Pemerintah berkomitmen untuk tidak menaikkan tarif listrik hingga tahun 2019. Hal itu dilakukan demi memberikan keadilan bagi masyarakat khususnya rakyat kecil. Pemerintah berkomitmen agar harga untuk rakyat kecil tidak dinaikkan hingga 2019. Seperti yang sudah dijelaskan bahwa kenaikan TDL listrik dipengaruhi tiga faktor. Faktor tersebut diantaranya nilai tukar rupiah, harga minyak dunia dan inflasi. Sebenarnya tidak hanya tarif listrik yang jadi permasalahan namun banyak warga Indonesia, yang hingga saat ini masih menghadapi tantangan pemenuhan energi untuk semua warganya. Di tahun 2017, masih terdapat 5 juta rumah tangga atau sekitar 20 juta penduduk Indonesia yang belum mendapatkan akses listrik. Dari angka tersebut, sebagian besar berada di Indonesia bagian timur dan di daerah perdesaan. Mereka yang sudah mendapatkan akses listrik pun belum tentu mendapatkan listrik selama 24 jam penuh. Pemerataan akses listrik di Indonesia banyak terkendala tantangan geografis. Berpulau, banyak pegunungan, banyak lembah, hingga tersebarnya jumlah penduduk.

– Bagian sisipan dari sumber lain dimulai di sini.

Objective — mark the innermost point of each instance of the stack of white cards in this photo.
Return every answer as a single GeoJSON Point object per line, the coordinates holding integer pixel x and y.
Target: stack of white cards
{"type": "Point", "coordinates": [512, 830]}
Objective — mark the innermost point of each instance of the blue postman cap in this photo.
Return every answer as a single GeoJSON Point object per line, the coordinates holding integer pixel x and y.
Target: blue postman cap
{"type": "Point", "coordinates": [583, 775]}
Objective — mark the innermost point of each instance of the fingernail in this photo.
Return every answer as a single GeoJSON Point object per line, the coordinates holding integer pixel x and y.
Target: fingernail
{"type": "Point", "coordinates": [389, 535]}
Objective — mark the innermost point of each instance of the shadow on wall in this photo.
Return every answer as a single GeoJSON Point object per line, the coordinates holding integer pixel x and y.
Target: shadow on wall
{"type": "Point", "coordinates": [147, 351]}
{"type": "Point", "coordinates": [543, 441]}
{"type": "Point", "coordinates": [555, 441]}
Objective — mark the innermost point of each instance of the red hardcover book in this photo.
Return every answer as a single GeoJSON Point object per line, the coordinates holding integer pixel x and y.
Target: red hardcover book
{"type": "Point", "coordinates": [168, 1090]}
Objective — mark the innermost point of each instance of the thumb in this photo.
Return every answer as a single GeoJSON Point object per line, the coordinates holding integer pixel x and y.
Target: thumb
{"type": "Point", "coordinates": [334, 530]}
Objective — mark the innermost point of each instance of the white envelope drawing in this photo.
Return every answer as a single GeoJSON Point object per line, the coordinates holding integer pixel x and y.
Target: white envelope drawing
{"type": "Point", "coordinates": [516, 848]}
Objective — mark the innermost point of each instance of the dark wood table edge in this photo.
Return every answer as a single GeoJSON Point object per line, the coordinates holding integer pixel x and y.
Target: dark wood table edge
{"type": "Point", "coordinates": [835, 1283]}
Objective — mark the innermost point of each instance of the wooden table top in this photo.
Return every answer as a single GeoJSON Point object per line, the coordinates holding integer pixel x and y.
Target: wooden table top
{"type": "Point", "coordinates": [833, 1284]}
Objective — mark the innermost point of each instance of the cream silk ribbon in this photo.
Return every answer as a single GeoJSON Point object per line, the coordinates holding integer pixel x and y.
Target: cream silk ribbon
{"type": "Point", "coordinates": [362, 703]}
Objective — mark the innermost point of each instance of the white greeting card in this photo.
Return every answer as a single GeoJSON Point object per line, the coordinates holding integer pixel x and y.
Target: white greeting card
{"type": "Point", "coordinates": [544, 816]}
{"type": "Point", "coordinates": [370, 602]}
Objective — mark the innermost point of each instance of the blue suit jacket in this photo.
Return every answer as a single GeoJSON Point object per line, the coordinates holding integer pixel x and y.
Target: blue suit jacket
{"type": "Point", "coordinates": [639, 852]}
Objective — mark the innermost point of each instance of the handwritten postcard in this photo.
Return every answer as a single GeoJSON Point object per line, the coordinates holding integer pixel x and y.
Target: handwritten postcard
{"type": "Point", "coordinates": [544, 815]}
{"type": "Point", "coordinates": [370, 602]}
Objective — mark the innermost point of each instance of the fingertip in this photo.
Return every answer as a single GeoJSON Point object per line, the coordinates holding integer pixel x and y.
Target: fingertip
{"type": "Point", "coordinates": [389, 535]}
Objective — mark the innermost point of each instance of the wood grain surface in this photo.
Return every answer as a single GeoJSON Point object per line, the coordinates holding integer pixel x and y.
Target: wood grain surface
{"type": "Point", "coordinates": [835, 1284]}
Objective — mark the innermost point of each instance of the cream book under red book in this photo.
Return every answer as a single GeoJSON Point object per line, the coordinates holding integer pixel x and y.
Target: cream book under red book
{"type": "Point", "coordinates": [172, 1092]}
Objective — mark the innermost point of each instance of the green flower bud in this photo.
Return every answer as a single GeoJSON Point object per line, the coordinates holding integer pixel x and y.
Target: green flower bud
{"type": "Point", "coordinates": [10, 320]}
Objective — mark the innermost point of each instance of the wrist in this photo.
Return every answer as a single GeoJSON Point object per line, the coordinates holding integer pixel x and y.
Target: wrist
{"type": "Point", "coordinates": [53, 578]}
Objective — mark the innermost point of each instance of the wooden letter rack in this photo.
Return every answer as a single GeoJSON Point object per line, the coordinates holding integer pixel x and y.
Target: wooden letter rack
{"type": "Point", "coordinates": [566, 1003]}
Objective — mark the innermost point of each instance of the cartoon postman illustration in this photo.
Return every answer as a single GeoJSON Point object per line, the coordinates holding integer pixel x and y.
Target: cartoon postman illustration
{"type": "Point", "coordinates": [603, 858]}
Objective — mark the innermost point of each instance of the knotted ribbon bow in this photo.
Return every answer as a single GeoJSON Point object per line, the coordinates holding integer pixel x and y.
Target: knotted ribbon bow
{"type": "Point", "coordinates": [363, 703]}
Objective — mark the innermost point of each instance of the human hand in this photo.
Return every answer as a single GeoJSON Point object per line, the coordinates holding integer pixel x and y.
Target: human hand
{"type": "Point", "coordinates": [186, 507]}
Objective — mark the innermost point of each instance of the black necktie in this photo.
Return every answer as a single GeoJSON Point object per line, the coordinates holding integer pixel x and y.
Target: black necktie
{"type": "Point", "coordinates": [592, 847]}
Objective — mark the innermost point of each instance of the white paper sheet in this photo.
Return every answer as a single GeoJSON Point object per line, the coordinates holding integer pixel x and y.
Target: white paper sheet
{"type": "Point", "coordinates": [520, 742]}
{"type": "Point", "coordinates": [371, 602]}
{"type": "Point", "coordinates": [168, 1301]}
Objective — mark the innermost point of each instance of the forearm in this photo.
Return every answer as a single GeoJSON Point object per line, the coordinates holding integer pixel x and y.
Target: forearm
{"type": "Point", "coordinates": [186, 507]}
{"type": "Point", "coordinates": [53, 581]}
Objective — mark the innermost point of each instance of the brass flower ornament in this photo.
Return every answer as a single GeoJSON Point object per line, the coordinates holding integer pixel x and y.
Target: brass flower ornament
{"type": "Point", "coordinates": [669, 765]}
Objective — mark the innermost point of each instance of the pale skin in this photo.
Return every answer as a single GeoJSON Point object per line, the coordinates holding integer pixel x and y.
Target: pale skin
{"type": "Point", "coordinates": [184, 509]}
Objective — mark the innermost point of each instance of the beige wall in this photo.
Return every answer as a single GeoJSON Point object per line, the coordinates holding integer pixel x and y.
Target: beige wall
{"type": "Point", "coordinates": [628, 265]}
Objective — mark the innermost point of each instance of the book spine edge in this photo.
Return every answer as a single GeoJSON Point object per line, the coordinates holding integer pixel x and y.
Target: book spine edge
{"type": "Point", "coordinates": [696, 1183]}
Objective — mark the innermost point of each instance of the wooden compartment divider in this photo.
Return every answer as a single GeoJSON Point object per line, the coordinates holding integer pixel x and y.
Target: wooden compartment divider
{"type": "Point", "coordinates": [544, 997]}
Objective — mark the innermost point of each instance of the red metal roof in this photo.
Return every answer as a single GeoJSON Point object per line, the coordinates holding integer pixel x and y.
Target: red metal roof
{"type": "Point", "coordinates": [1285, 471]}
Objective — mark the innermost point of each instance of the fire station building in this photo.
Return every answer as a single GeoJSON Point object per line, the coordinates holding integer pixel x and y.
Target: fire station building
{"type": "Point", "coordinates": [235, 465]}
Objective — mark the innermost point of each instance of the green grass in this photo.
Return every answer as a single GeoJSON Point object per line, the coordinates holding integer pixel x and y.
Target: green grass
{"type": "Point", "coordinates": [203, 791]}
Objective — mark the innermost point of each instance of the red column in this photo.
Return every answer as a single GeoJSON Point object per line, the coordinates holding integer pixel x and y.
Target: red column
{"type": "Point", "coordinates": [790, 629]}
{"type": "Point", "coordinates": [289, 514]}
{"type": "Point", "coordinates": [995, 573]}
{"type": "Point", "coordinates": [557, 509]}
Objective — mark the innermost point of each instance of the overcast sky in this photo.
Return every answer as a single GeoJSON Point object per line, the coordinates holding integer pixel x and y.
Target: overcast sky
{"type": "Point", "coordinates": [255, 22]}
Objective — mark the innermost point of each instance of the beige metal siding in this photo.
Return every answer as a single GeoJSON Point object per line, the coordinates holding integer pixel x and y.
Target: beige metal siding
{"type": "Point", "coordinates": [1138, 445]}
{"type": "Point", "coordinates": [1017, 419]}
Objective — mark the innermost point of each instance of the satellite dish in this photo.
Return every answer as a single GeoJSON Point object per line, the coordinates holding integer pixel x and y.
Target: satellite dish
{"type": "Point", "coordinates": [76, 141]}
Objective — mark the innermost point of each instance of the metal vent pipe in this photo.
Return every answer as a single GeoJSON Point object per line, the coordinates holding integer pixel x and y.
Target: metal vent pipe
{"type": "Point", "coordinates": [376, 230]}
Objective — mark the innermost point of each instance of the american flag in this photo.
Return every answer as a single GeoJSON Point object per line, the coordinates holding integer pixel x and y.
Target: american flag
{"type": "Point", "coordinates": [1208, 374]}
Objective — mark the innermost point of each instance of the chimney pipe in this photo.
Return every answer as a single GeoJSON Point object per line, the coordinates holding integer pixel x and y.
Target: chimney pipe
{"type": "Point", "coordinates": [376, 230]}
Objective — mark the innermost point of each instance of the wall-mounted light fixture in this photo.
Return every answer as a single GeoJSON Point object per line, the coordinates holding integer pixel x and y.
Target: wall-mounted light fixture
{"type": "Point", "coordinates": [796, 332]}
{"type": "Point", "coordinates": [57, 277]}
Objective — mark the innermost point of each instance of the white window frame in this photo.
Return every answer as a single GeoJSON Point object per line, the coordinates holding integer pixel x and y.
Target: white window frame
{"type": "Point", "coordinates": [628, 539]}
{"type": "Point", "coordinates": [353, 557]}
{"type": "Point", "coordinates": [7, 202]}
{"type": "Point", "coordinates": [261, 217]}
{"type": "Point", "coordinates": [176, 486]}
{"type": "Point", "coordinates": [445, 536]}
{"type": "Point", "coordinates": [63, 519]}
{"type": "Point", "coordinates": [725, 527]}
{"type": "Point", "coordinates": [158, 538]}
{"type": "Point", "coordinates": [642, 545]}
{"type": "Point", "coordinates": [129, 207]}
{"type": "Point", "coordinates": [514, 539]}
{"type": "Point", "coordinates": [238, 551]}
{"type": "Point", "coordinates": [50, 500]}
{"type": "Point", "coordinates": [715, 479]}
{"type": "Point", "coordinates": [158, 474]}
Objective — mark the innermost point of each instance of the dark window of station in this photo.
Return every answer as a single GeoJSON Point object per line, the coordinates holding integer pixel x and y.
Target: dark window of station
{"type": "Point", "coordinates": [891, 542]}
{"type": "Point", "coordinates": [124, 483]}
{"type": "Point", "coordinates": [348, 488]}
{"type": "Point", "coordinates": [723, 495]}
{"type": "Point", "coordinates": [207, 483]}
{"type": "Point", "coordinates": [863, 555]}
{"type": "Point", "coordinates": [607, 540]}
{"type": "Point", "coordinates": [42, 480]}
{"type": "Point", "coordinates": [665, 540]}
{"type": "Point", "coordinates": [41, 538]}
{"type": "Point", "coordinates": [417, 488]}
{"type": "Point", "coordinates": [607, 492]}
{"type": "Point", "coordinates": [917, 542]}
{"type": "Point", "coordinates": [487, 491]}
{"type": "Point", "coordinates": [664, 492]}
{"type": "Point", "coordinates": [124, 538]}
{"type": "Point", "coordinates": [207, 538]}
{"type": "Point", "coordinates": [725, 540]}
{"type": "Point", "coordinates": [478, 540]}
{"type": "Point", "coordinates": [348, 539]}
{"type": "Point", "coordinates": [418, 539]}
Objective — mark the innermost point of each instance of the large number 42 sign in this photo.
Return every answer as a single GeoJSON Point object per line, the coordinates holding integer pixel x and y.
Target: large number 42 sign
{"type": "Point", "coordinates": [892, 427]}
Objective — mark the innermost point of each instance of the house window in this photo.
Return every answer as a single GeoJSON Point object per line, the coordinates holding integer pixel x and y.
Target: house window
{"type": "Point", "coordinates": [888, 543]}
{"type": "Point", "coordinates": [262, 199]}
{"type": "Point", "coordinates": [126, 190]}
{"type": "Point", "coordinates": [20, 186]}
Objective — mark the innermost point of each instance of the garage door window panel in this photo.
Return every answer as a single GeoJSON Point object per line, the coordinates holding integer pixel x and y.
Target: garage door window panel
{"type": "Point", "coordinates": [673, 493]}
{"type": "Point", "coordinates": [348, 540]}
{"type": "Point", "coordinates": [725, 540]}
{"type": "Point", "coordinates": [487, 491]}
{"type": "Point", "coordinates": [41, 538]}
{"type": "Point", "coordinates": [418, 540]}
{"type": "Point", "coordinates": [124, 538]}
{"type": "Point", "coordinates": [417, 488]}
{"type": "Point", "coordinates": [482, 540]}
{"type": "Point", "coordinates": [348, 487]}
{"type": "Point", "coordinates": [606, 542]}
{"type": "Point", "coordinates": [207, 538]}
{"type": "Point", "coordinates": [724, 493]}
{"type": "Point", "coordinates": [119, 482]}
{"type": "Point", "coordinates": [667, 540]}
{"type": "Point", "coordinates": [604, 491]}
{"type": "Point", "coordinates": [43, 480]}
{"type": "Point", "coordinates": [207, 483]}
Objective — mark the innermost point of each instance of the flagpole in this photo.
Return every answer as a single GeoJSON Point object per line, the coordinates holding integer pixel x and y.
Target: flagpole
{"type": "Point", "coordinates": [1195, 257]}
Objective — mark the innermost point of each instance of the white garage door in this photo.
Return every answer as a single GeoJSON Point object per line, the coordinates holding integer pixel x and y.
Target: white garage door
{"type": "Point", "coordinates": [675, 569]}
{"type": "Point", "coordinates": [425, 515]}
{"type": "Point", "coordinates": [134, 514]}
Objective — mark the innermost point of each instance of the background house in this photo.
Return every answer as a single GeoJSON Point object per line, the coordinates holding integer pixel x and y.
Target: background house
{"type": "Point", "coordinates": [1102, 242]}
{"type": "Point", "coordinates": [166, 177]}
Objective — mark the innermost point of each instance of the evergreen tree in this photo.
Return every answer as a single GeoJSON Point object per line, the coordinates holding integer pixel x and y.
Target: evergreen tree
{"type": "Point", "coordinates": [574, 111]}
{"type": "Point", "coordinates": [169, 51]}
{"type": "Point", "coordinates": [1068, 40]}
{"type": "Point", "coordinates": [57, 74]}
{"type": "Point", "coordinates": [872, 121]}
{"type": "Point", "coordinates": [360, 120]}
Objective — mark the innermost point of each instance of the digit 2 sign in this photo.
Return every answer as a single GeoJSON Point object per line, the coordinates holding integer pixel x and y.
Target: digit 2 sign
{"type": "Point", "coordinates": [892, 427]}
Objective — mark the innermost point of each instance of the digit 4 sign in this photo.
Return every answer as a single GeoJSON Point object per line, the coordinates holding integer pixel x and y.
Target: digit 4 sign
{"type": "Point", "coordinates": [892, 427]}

Namun saat ini Program penyambungan listrik gratis untuk masyarakat tidak mampu yang dilakukan 35 perusahaan Badan Usaha Milik Negara dipercaya akan mendorong pencapaian penyebaran kelistrikan. Alokasi subsidi khusus untuk penambahan ini mungkin berkisar dari Rp 1 triliun hingga Rp 1,5 triliun. Hal tersebut tentu saja untuk mengejar target rasio elektrifikasi 99,9 persen. Pihak PLN pun mengklaim bahwa tarif listrik di Indonesia masih terbilang murah dengan rata-rata sebesar USD 11,1 sen per kilo Watt hour (kWh). Tarif ini jauh lebih murah ketimbang Malaysia USD 12,9 sen per kWh, Thailand USD 13,5 sen per kWh dan Filipina tarif listriknya, rata-rata USD 18,67 sen per kWh. Sumber energi yang digunakan untuk pembangkitan listrik PLN saat ini sebenarnya bukan lagi didominasi bahan bakar minyak, melainkan batubara (55%). Senasib seperti minyak bumi, harga batubara juga meroket pelan-pelan. Bahan bakar fosil seperti minyak bumi dan batubara memang memiliki fluktuasi harga yang tinggi, karena ketersediaannya yang makin berkurang. Belakangan, kenaikan harga batubara global menjadi momok yang cukup serius bagi PLN.
Harga batu bara yang mencapai USD 90 per ton mengakibatkan biaya pokok penyediaan (BPP) listrik naik dan menjadikan beban keuangan PLN dan pemerintah semakin berat. Penggunaan energi primer yang didominasi bahan bakar fosil (minyak dan batubara) dalam penyediaan listrik membuat PLN dan pemerintah rentan pada fluktuasi harga energi primer yang memiliki dinamika cukup tinggi dan bergantung pada harga pasar internasional. Di sisi lain, pemerintah perlu mempertimbangkan untuk mendorong penggunaan energi bersih dan terbarukan (seperti angin, matahari, panas bumi) untuk penyediaan ketenagalistrikan di Indonesia. Energi terbarukan yang bersih dan berkelanjutan baiknya dipandang sebagai energi masa depan. Dengan teknologi yang semakin berkembang dan beragam skema pendanaan yang ada, potensi energi terbarukan yang besar di Indonesia sangat dapat dimanfaatkan untuk pemenuhan kebutuhan listrik nasional. Sayangnya, harga listrik dari energi terbarukan saat ini masih dianggap tinggi. Untuk menjadi kompetitif dengan batubara, diperlukan adanya dukungan pemerintah untuk industri dalam negeri, pemberian insentif fiskal dan non fiskal, dan ragam kebijakan yang mempermudah pengembangan energi terbarukan baik untuk badan usaha milik negara ataupun pihak swasta. Ini tentu bukan pekerjaan mudah dan bisa dicapai dalam jangka pendek.